My turtle tries to sneak into my neighbor's house

mk turtle

New member
Sep 28, 2018
I have this slider turtle who loves climbing. Sometimes, we let her walk unsupervised around the garage. Then, when my neighbors open the door of their house, she is there somehow. I set a camera to record all her path towards the house next door.

My mom installed a mesh, so she can't get through the bar fence anymore, but still it's very funny to watch.



New member
Oct 29, 2018
I have a RES that enjoys climbing stuff when he gets free roam time outside of the tank. My female Midland Painted is more of a social butterlfy... While Scooter the RES does his exploring and climbing, Tina the Painted Turtle follows people around begging for attention. She likes to have her chin and front legs rubbed, when she's given free roam in the living room she will climb my or my wife's leg to watch TV if we have a cartoon on. I'm convinced turtles see in color & it's the bright colors of cartoons that draws her attention. Regardless of that, I can personally attest to a turtles attention span endurance is well over one hour. Tina was a wild capture hatchling, she's been my baby since 2007.

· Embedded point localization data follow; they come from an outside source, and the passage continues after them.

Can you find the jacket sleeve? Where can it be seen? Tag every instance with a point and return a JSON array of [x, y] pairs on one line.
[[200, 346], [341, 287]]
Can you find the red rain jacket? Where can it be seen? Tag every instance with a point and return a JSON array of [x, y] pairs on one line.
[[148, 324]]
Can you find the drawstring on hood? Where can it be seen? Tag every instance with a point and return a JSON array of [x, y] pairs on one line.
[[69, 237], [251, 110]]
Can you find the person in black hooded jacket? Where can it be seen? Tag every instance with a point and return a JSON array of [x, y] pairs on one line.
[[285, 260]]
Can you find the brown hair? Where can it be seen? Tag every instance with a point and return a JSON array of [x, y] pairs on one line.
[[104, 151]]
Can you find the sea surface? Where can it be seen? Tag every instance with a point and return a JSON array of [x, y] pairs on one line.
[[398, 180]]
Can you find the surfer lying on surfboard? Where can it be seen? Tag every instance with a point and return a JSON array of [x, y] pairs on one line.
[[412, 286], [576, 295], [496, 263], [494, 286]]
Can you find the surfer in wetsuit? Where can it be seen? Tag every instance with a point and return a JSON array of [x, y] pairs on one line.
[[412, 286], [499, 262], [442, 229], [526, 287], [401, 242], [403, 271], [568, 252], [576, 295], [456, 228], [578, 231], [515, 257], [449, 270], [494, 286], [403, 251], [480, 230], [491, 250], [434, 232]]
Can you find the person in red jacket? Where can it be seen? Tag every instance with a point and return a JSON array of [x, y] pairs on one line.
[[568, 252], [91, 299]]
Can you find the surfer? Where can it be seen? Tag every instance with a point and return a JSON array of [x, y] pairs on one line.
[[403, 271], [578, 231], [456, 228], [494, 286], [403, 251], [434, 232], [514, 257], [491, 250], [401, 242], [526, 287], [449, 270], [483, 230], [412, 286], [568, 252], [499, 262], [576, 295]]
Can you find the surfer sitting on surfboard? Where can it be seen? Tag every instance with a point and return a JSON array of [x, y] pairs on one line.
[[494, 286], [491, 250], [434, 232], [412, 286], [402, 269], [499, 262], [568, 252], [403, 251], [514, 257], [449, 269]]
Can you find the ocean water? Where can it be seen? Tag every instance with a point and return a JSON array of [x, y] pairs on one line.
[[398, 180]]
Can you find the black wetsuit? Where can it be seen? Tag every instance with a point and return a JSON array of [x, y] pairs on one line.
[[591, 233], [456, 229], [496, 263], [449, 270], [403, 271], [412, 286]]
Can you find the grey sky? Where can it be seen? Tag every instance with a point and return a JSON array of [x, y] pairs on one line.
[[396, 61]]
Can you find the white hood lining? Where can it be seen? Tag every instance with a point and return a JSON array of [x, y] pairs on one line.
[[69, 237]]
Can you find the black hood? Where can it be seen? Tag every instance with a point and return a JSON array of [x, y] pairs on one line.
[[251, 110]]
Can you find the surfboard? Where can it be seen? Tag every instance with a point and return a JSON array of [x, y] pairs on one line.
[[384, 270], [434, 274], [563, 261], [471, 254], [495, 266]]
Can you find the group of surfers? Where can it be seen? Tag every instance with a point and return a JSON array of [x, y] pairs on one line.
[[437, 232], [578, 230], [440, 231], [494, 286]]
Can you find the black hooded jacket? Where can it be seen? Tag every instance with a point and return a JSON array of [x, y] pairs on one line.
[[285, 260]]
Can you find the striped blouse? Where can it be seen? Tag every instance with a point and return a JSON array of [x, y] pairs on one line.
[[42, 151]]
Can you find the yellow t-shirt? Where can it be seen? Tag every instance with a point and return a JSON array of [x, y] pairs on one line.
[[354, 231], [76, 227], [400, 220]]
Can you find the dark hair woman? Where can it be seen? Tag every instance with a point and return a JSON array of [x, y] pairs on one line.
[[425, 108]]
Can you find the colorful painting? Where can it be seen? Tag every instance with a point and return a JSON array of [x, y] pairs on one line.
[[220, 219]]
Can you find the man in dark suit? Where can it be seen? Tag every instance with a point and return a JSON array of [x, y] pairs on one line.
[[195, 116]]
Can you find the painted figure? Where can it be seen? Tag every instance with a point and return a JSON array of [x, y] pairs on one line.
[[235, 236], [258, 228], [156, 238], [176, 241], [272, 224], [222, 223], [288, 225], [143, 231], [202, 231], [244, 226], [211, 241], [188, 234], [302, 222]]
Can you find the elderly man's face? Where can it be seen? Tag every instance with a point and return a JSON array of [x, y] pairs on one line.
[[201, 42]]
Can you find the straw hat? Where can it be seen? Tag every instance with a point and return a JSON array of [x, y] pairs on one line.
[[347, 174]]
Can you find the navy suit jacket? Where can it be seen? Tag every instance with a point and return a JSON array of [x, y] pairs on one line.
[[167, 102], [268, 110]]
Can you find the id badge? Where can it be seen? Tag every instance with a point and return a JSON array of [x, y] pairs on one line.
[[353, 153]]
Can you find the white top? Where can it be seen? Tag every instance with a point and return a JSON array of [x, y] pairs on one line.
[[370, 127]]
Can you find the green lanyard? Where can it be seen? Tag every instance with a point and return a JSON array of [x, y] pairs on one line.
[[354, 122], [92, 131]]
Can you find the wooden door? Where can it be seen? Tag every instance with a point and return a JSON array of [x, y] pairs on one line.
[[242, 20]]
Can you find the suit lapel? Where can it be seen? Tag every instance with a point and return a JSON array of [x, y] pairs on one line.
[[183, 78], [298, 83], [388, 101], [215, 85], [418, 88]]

I recently adopted a new baby... A hatchling common snapping turtle. I had my doubts about placing it in the tank with Tina and Scooter, however there has been no issues. Tina, the female Painted and Scooter the male RES are great tank companions. They court each other regularly (Tina's eggs are always infertile as they are genetically incompatible) and seem to play games with each other with tank accessories and their ping-pong ball. I've seen them on more than one occasion work together to catch a live meal dropped into their tank (which is why I was nervous putting a dinner sized baby in their tank).

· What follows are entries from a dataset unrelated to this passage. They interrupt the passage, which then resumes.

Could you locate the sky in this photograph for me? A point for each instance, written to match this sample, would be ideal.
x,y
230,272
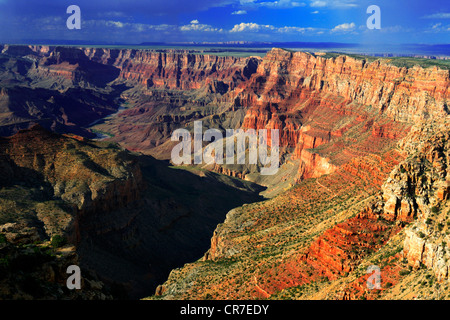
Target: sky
x,y
138,21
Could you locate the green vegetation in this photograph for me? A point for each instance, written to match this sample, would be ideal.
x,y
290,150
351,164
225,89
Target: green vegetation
x,y
58,241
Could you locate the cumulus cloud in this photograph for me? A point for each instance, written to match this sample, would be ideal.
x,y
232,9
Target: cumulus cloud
x,y
441,15
239,12
254,27
319,4
279,4
242,27
333,3
344,27
195,25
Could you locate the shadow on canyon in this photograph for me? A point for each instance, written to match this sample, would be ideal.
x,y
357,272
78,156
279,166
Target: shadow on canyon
x,y
171,224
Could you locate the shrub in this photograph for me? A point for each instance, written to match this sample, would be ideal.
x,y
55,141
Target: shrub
x,y
58,241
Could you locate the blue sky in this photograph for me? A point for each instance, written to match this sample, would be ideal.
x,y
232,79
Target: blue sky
x,y
137,21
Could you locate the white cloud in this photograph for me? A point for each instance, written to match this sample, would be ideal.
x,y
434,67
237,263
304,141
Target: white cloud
x,y
333,3
251,27
318,4
254,27
197,26
344,27
279,4
441,15
239,12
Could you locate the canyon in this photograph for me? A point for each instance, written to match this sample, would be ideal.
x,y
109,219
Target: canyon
x,y
363,178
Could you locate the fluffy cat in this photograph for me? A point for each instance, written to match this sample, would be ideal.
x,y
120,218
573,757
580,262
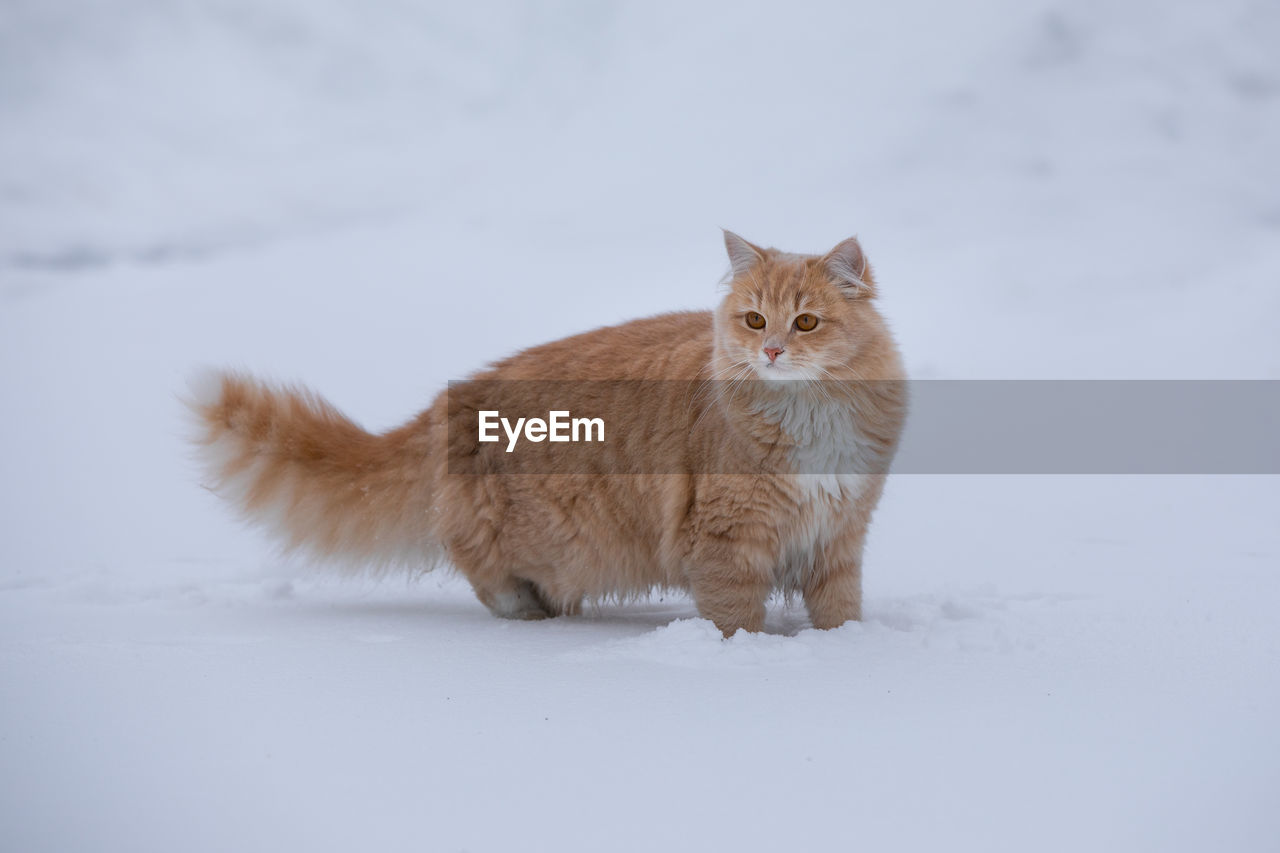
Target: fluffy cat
x,y
763,479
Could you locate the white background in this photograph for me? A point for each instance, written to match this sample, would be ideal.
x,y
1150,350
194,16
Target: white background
x,y
376,197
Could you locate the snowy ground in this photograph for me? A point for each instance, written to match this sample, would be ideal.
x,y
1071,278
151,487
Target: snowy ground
x,y
379,197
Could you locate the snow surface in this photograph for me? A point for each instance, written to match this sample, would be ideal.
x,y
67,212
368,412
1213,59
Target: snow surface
x,y
378,197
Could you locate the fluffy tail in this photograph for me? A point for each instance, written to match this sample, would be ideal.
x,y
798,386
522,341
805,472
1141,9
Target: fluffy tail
x,y
292,463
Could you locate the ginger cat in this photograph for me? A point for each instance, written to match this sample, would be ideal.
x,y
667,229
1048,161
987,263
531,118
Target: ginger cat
x,y
755,454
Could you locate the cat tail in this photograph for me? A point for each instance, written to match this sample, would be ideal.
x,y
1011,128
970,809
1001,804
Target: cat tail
x,y
288,460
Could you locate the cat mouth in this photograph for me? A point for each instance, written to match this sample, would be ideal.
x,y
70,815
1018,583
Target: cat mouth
x,y
775,370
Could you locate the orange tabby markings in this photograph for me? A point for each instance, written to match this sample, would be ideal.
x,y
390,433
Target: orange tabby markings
x,y
540,544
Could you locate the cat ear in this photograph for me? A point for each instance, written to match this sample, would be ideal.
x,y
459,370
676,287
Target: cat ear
x,y
848,265
741,254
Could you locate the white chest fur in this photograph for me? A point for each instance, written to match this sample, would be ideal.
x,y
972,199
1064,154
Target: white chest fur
x,y
830,461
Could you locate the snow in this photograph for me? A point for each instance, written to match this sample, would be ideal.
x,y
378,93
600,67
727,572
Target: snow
x,y
375,199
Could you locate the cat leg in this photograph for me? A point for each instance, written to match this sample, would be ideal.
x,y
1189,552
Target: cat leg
x,y
833,596
516,598
731,597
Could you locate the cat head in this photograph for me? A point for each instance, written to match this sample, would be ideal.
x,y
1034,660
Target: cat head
x,y
796,316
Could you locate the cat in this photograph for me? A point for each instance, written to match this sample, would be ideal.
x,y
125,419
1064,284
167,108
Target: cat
x,y
754,457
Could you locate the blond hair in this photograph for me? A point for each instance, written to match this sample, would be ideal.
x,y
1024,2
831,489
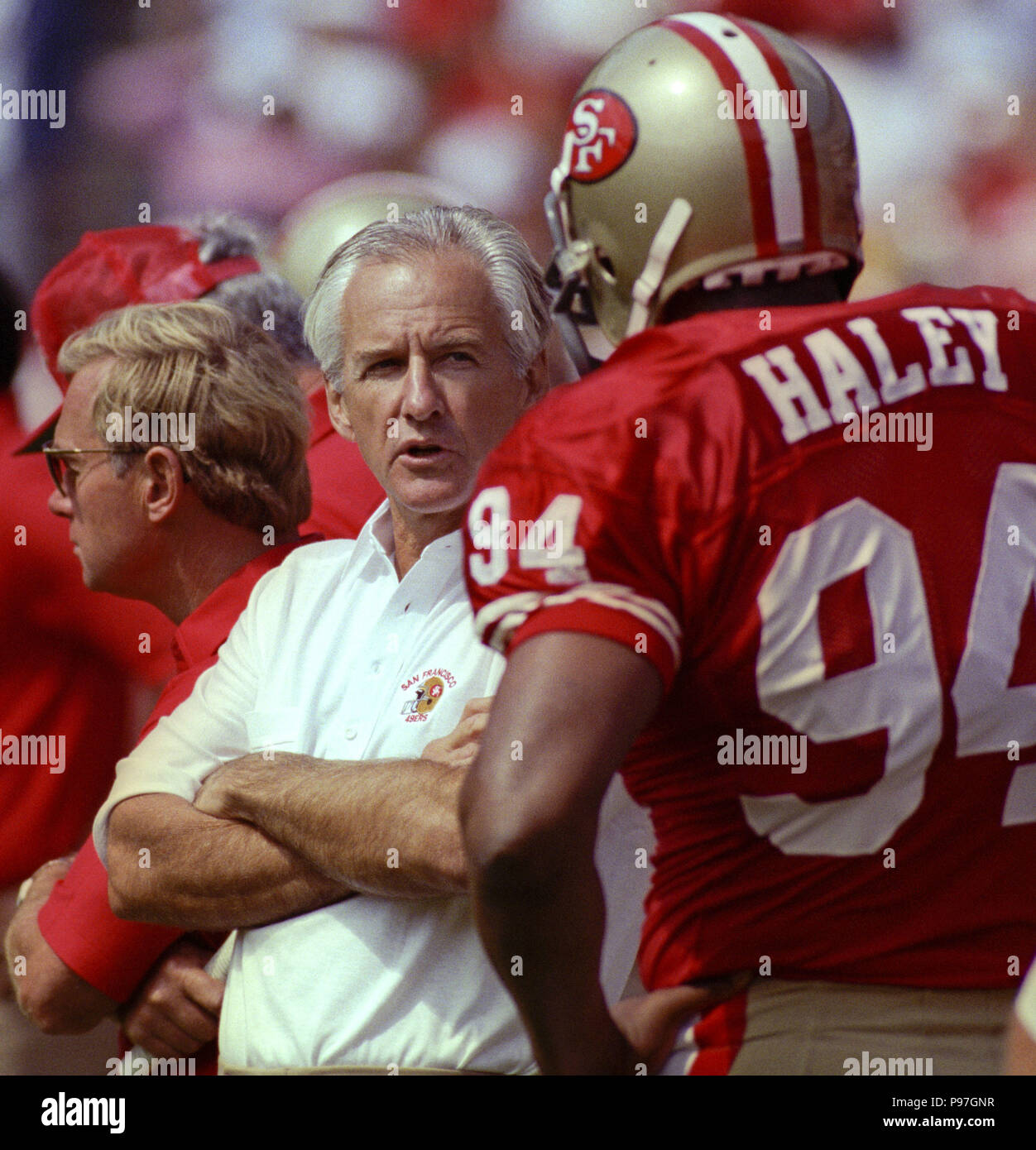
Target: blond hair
x,y
248,460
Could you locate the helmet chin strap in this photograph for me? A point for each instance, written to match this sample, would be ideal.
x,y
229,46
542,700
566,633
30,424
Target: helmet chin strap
x,y
646,286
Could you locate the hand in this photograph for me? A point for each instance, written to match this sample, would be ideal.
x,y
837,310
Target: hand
x,y
459,748
652,1023
176,1010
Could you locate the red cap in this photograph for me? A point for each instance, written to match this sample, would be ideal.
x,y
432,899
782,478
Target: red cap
x,y
151,264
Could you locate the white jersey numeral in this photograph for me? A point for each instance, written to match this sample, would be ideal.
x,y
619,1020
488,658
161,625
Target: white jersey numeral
x,y
548,542
900,690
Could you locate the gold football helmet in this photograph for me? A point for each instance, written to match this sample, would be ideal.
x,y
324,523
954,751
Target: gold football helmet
x,y
328,218
700,152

Tina, the finger friendly female Painted was superficially curious about the newcomer for the first few days but became disinterested. She's shown no aggression only indifference. Scooter the "Don't Touch Me" male RES quickly become a surrogate Big Brother to the baby snapping turtle. Crunch (what my wife & I named the (sex unknown) baby snapper) shadows Scooter around the tank when he's not literally riding on the back of Scooters shell... they sit on the basking island together quite often, and lately Scooter has been swimming up to my wife and I when we pick lil' Crunch up out of their tank, watching what we are doing... A completely new behavior for him as Scooter normally stays at the other side of the tank when we are around.

I have yet to form an opinion about this new turtle... I've come across full grown snappers in the wild & have tremendous respect for their strength and survival instinct. Lil' Crunch has seemed to have lost it's fear of people already, it doesn't flinch or try to flee when being picked up (we don't make sudden movements around them). Lil' Crunch also seems to enjoy it's shell cleaning: a slow, gentle brushing with a toothbrush over its carapice causes it to stretch out its legs, tail and head while closing it's eyes.... Same behavior as Tina "the lap dog" turtle.

How all this applies to your slider???

Turtles have more intelligence than generally given credit for. They have excellent memories & are more sociable than what is commonly accepted in the scientific community. As reptiles and aquatic creatures, they have specific responsibilities more demanding that of a dog, cat , fish, or hamster... yet at the same time the reward of keeping a pet which can live through three human generations (if proper care is provided) is more than worth the sacrifice!